In dismissing the petition, the SC said that it does not question the policy behind the full deregulation of the downstream oil industry (but) it does not mean that the deregulation of the downstream oil industry is left without any kind of supervision at all.
“After all, the law for the deregulation of the downstream oil industry was not created to protect these oil companies; it is, first and foremost, made for the sake and benefit of the public,” the high court stressed.
Under the same DOE circular, liquid fuel retailers, LGP refillers and LPG dealers are required to submit to the DOE the unbundled computation of the price per liter of all liquid fuel, automotive LPG and household LPS for a specified period.
The computation should show the oil company price, hauler’s fee, taxes, fixed cost, variable cost, profit margin, and total liquid fuel retail price or LPG pick-up price.
This particular information should now spur the Kapisanan ng Mamimiling Katandunganon, (KASAMAKA), Inc., to inquire from the concerned office at the DOE regarding the latest submission of the island’s two main fuel retailers and LGP retailers with regards to the unbundled computations of fuel and LPG prices.
The difference between fuel prices in Catanduanes and the Bicol mainland, particularly in Legazpi City, is considerable enough to warrant such an inquiry from registered provincial consumer group.
For example, diesel fuel is sold by both Powerzone Petroleum Products and Silangan Gas Station at P75.19 per liter, or about P20 higher than the average mainland pump price. The same goes for regular and premium gasoline, the fuel used by most private cars, motorcycles and tricycles.
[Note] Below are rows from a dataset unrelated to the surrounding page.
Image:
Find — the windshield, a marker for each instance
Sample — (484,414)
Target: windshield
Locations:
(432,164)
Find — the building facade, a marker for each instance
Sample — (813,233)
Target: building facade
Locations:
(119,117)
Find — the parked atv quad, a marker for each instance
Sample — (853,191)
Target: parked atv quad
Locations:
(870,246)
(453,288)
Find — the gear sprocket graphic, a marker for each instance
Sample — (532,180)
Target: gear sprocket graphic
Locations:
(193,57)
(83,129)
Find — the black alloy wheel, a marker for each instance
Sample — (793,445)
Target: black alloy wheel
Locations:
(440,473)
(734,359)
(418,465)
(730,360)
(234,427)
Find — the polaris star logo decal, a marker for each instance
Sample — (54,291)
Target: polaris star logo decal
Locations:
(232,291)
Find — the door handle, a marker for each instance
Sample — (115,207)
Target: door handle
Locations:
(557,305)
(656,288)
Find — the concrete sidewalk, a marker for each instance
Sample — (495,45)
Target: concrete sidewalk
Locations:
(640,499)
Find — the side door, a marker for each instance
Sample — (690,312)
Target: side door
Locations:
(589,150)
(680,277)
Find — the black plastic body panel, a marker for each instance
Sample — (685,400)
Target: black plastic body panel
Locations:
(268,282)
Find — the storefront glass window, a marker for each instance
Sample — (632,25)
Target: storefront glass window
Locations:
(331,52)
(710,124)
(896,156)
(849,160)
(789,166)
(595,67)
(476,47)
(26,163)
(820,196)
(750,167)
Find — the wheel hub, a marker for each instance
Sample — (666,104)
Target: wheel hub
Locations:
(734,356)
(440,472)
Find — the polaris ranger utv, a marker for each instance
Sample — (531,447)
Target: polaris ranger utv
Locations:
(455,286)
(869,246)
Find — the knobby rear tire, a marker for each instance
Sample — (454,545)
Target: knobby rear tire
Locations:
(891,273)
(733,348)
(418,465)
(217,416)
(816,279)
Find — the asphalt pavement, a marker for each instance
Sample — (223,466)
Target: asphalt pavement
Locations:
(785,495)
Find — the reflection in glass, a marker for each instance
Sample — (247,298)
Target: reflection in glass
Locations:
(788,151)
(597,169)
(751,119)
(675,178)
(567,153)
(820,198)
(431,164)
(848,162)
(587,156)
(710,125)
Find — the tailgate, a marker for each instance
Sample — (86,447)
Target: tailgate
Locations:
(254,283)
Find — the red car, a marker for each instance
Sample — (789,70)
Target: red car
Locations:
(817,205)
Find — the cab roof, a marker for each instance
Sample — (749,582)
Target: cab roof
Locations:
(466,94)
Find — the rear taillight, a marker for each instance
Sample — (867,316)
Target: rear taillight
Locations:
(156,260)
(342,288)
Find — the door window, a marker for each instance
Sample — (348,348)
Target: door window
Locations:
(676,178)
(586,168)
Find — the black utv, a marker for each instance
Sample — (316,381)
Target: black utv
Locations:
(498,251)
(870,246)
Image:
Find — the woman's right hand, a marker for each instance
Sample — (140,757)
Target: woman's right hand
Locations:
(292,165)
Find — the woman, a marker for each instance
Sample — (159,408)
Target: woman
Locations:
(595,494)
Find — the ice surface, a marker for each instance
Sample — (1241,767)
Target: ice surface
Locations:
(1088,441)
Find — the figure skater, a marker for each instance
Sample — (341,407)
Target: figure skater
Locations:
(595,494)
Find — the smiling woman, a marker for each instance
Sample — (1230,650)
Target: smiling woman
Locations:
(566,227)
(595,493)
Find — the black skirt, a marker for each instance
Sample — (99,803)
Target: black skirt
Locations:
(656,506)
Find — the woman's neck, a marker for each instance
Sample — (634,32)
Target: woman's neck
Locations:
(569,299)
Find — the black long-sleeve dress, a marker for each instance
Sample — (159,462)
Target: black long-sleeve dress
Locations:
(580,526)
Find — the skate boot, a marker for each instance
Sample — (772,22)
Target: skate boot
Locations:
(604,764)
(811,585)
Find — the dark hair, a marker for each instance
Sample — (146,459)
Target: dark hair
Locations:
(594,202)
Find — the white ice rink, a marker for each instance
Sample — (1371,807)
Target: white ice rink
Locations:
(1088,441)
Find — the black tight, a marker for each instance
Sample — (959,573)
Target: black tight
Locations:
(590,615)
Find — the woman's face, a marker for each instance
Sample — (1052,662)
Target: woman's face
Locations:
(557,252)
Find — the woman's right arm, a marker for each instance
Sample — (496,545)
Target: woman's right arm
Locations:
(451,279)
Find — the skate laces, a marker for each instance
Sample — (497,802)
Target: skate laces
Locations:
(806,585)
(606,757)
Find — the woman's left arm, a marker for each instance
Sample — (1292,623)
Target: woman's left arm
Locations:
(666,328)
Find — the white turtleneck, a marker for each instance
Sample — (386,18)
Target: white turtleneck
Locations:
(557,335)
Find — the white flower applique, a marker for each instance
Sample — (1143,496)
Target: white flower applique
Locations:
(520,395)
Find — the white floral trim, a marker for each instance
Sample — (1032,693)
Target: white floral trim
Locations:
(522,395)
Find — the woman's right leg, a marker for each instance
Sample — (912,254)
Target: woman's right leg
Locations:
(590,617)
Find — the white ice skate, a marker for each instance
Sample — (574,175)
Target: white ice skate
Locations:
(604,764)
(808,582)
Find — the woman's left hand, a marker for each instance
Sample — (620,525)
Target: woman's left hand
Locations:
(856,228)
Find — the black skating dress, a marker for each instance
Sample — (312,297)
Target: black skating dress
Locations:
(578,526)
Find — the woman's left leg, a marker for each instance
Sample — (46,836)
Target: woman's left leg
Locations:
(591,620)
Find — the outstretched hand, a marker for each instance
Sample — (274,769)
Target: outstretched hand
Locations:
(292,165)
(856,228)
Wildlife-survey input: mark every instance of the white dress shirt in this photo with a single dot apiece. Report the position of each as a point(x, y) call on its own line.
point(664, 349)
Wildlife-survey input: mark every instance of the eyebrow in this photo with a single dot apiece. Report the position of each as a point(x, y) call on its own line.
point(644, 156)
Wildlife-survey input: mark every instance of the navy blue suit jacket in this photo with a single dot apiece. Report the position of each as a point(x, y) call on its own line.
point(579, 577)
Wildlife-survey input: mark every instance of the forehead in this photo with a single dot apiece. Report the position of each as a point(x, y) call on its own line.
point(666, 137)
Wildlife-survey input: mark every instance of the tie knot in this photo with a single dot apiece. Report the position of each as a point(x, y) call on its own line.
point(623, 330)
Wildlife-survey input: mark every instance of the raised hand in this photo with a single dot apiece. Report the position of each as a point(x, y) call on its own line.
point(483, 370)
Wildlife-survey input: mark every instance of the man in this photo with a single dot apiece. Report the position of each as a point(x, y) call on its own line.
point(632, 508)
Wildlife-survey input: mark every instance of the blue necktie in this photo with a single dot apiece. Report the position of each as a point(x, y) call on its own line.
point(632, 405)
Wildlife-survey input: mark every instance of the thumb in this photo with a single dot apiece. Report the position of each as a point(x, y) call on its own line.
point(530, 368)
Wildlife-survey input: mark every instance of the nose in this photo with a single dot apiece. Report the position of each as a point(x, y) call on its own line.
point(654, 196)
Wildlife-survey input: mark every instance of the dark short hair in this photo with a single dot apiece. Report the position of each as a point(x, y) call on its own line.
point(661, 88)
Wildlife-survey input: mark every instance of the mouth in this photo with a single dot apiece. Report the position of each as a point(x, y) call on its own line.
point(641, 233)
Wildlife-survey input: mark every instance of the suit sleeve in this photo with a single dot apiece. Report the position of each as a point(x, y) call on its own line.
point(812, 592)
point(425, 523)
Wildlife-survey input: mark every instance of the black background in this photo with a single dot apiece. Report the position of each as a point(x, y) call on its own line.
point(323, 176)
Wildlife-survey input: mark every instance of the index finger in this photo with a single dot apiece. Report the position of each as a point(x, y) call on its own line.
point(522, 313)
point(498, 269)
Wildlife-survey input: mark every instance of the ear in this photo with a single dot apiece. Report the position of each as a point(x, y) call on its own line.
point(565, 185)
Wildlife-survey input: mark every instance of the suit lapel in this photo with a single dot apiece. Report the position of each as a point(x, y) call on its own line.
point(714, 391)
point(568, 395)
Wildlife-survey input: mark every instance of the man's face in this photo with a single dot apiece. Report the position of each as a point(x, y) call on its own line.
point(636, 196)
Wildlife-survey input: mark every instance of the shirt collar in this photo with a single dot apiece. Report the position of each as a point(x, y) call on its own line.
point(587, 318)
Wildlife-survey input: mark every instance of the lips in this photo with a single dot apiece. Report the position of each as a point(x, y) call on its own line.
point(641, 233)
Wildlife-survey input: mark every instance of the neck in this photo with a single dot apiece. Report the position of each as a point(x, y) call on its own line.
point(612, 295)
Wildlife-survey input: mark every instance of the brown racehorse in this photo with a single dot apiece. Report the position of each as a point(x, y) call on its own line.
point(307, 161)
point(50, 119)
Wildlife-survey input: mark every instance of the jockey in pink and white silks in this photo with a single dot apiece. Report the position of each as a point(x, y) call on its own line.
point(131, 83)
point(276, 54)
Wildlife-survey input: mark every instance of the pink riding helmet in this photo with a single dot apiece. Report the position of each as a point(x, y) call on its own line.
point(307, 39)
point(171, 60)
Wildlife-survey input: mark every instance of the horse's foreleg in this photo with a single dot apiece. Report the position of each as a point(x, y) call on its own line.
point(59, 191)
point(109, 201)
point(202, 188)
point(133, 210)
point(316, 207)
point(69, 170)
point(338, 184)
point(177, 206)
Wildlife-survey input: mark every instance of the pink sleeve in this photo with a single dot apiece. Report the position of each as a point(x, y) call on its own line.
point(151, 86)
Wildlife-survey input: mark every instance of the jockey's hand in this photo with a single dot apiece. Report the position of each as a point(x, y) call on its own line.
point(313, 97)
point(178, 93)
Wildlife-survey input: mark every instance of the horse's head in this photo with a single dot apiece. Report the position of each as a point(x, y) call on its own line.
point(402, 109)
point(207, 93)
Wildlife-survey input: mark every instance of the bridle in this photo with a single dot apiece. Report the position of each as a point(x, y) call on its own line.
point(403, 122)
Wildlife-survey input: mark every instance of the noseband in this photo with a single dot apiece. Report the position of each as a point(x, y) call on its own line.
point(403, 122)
Thus, it has been the sound practice of drivers of cars bound for the mainland to leave local ports with just enough fuel to make the ferry crossing and load the cheaper diesel or gasoline at mainland gas stations.
In the DOE website, there is a page that provides an estimate of what the public pays for a liter of fuel, based on the pump prices in Metro Manila.
The graphic for the Sept. 3-9, 2024 pump price of P54.10 per liter shows that 60% of the cost, or P32.24 goes to the import cost.
Taxes amounting to P11.80 or 22% is the second biggest component while the additive CME (coconut methyl ester) contributes just 3% or P1.43.
The balance of P8.63, or 16%, is the so-called industry take, or the amount comprising the recovery of all the operating costs and profit margin of the oil company.
For gasoline, the breakdown of the common pump price of P61.75 for the same period is markedly different.
Import cost of P27.58 accounts for the biggest slice at 45% while taxes take up 27% at P16.62.
The additive ethanol comes up to P5.76 or just 9%, while the industry take, which is higher than that for diesel, accounts for P11.79 or 19%.
Section 7 of RA 8479 mandates the DOE to monitor the relationship between the oil companies (refiners and importers) and their dealers, haulers and LPG distributors to help ensure the observance of fair and equitable practices, including the prevention of cartels or monopolies.
Based on the DOE reply, an analysis of what the public pays for in terms of fuel cost, taxes, transport and profit margins of the retailer or dealer should indicate whether Catandunganon motorists are paying too high a price for their fuel of choice.
This should not only provide the public with appropriate knowledge on how imported fuel sold on the island is priced but also guide the consumer group or any citizen for that matter on how to appropriately address the issue.